Re: [PATCH] sched: Further restrict the preemption modes

From: Peter Zijlstra

Date: Wed Feb 25 2026 - 05:56:03 EST

On Fri, Jan 09, 2026 at 04:53:04PM +0530, Shrikanth Hegde wrote:

> > --- a/kernel/sched/debug.c
> > +++ b/kernel/sched/debug.c
> > @@ -243,7 +243,7 @@ static ssize_t sched_dynamic_write(struc
> > static int sched_dynamic_show(struct seq_file *m, void *v)
> > {
> > - int i = IS_ENABLED(CONFIG_PREEMPT_RT) * 2;
> > + int i = (IS_ENABLED(CONFIG_PREEMPT_RT) || IS_ENABLED(CONFIG_ARCH_HAS_PREEMPT_LAZY)) * 2;
> > int j;
> > /* Count entries in NULL terminated preempt_modes */
>
> Maybe only change the default to LAZY, but keep other options possible via
> dynamic update?
>
> - When the kernel changes to lazy being the default, the scheduling pattern
> can change and it may affect the workloads. having ability to dynamically
> change to none/voluntary could help one to figure out where
> it is regressing. we could document cases where regression is expected.

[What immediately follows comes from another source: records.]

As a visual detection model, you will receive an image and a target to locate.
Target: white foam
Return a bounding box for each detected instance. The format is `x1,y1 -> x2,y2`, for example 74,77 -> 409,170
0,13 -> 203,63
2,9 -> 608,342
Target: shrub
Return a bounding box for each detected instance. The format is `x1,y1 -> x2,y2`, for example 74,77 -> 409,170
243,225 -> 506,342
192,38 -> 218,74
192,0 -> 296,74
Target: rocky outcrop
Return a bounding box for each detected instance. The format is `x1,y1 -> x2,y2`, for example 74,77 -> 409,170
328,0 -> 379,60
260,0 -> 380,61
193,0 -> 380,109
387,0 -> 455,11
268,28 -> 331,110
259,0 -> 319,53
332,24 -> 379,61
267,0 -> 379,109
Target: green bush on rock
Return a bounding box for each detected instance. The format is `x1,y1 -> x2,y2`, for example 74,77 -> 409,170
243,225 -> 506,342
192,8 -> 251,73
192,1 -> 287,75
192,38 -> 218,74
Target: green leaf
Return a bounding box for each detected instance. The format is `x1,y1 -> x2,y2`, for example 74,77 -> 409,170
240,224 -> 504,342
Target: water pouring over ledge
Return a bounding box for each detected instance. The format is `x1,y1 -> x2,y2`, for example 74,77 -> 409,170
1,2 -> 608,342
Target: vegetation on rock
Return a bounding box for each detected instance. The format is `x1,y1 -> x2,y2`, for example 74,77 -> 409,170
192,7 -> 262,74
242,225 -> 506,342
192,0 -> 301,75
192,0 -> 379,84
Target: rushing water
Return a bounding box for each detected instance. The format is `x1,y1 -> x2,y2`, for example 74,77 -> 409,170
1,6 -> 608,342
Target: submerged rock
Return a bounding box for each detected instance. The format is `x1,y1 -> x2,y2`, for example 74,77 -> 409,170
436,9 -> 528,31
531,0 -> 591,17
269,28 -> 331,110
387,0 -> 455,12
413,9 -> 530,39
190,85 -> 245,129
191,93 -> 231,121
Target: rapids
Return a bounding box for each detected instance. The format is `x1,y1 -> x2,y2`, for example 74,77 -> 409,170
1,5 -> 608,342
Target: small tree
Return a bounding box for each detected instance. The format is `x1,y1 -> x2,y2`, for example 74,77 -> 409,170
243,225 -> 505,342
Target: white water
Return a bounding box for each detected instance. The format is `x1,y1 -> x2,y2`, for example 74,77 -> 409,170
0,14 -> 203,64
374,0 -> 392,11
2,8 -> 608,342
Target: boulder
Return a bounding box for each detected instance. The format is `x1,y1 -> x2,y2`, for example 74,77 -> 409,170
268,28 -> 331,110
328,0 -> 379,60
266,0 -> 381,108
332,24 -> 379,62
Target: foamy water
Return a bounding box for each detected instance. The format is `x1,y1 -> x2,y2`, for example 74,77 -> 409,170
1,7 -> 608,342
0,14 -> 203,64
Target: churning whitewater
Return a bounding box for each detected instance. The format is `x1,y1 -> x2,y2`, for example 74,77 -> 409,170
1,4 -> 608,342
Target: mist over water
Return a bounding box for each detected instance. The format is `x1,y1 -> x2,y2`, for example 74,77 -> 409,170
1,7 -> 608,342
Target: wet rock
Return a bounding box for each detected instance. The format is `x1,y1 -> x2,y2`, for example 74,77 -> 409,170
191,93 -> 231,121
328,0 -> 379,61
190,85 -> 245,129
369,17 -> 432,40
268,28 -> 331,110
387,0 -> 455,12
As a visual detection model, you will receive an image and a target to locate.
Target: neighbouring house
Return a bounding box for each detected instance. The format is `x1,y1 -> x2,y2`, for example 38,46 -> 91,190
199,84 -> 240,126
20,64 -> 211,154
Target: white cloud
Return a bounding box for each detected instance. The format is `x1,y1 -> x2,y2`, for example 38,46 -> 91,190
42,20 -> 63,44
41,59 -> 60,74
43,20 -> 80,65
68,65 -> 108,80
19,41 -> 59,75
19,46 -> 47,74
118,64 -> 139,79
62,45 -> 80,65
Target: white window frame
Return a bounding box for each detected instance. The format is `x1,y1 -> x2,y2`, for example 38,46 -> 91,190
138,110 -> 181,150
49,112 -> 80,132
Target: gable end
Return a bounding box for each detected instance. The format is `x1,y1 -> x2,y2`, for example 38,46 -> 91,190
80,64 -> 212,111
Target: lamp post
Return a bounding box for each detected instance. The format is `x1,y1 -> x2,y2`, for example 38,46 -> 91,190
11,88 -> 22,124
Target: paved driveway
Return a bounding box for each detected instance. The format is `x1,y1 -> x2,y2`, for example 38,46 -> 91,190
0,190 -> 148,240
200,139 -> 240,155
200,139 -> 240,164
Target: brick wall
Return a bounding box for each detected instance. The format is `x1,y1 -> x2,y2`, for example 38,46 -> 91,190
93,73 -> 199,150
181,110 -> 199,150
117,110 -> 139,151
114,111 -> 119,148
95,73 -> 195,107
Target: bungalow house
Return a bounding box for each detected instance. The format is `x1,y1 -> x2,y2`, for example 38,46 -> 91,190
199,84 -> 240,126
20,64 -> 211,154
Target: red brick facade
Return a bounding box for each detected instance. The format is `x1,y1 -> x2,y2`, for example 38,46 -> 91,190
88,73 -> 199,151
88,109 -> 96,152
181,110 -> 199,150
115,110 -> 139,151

I suppose we could do this. I just worry people will end up with 'echo
volatile > /debug/sched/preempt' in their startup script, rather than
trying to actually debug their issues.

Anybody with enough knowledge to be useful, can edit this line on their
own, rebuild the kernel and go forth.

Also, I've already heard people are interested in compile-time removing
of cond_resched() infrastructure for ARCH_HAS_PREEMPT_LAZY, so this
would be short lived indeed.

> - with preempt=full/lazy we will likely never see softlockups. How are we
> going to find out longer kernel paths(some maybe design, some may be bugs)
> apart from observing workload regression?

Given the utter cargo cult placement of cond_resched(); I don't think
we've actually lost much here. You wouldn't have seen the softlockup
thing anyway, because of cond_resched().

Anyway, you can always build on top of function graph tracing, create a
flame graph of stuff and see just where all your runtime went. I'm sure
there's tools that do this already. Perhaps if you're handy with the BPF
stuff you can even create a 'watchdog' of sorts that will scream if any
function takes longer than X us to run or whatever.

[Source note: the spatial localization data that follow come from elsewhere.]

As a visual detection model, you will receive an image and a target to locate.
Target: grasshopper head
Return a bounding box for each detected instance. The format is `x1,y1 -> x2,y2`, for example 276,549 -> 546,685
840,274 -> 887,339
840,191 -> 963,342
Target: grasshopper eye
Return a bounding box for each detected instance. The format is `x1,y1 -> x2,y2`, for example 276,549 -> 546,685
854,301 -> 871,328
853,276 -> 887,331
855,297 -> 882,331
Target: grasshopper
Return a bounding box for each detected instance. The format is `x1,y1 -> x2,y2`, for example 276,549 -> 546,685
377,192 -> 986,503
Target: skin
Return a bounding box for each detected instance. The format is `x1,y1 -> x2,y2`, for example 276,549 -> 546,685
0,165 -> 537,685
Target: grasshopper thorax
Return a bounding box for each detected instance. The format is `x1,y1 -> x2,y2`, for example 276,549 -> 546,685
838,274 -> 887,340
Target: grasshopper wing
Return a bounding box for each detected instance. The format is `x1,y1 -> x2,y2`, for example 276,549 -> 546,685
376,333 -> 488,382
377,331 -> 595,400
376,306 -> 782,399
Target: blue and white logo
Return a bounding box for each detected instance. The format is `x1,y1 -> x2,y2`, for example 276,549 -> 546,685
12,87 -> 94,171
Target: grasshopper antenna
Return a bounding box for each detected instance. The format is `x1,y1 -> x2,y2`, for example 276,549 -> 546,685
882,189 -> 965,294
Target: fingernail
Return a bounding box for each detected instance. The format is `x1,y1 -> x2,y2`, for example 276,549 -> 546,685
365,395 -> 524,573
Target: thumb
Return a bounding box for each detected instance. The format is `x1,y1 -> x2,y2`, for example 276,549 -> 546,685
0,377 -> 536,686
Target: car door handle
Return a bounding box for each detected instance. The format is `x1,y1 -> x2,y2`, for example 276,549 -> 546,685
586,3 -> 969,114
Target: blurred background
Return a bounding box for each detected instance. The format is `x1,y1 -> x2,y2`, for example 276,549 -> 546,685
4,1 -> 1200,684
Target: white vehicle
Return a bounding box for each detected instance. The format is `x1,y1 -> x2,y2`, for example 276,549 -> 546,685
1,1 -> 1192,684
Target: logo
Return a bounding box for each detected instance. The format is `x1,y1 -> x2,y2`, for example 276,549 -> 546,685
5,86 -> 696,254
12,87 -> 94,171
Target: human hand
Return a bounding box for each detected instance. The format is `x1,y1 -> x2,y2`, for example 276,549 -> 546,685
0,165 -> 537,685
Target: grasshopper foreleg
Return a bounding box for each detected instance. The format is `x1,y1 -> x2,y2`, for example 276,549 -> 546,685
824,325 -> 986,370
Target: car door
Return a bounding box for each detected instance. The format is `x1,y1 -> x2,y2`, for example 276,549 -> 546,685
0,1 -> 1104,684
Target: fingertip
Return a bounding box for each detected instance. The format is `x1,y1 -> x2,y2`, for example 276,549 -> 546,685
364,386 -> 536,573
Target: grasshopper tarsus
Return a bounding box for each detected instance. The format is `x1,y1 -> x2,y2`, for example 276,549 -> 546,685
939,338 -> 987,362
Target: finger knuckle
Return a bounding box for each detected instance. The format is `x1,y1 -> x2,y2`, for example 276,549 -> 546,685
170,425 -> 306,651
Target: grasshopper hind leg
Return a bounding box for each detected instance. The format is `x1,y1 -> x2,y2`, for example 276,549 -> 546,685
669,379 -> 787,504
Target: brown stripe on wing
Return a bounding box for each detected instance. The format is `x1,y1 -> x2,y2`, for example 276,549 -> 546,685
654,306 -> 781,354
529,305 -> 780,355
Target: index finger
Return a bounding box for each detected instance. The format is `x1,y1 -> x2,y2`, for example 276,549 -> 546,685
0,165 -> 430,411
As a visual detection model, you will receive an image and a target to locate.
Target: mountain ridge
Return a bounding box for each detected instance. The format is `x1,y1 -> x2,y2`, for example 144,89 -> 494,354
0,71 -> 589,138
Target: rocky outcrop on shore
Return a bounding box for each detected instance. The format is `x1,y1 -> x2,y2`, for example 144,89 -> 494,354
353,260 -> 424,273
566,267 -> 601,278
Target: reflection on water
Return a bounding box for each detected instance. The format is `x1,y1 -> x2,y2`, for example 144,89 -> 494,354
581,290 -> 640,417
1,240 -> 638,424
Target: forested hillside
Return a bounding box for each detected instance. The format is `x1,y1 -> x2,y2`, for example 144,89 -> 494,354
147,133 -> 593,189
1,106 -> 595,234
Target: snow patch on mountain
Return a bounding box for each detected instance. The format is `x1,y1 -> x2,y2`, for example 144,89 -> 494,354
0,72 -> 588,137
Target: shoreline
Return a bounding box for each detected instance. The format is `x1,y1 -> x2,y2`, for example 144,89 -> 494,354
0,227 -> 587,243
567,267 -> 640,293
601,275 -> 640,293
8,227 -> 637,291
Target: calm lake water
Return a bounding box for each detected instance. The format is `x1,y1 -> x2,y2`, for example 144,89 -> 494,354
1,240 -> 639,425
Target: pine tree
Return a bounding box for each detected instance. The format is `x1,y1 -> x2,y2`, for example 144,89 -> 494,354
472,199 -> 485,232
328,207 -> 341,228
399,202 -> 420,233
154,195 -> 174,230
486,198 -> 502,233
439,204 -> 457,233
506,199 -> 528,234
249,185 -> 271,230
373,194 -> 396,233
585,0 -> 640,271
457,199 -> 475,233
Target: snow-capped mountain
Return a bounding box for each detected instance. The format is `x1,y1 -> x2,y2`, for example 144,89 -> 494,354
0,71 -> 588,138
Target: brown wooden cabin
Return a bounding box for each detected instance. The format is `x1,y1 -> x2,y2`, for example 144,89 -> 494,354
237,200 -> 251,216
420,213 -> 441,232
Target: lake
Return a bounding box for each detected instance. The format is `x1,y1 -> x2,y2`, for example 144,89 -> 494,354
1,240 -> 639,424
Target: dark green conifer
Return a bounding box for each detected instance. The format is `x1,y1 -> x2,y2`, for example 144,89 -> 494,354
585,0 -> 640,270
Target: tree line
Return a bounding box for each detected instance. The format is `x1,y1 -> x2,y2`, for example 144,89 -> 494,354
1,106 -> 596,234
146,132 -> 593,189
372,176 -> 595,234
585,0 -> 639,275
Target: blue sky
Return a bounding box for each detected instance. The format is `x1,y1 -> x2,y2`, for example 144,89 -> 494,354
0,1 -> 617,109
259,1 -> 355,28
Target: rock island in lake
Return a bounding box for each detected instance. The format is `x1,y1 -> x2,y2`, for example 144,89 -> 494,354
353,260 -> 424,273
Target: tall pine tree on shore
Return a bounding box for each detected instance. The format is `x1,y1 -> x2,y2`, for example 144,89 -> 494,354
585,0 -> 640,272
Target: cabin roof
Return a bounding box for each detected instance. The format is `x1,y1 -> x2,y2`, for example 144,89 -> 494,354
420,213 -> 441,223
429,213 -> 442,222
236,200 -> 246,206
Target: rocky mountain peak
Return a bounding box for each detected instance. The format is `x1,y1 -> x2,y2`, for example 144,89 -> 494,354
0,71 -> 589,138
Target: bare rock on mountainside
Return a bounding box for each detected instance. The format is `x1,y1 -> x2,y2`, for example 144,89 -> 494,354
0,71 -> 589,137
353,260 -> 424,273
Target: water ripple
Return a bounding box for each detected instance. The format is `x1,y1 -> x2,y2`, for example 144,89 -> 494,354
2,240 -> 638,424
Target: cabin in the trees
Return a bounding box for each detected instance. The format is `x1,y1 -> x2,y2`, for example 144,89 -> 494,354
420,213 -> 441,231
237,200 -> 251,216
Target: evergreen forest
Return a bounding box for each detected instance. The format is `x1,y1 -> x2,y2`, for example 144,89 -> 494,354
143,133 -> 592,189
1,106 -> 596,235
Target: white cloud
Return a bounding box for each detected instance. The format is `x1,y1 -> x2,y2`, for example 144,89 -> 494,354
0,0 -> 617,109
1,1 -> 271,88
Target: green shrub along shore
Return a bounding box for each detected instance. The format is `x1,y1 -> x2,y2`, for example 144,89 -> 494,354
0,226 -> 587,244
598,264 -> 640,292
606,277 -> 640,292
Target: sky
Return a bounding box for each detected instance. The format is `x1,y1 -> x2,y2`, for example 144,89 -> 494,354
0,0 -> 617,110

Oh, that reminds me, Steve, would it make sense to have
task_struct::se.sum_exec_runtime as a trace-clock?

> Also, is softlockup code is of any use in preempt=full/lazy?

Softlockup has always seemed of dubious value to me -- then again, I've
been running preempt=y kernels from about the day that became an option
:-)

I think it still trips if you loose a wakeup or something.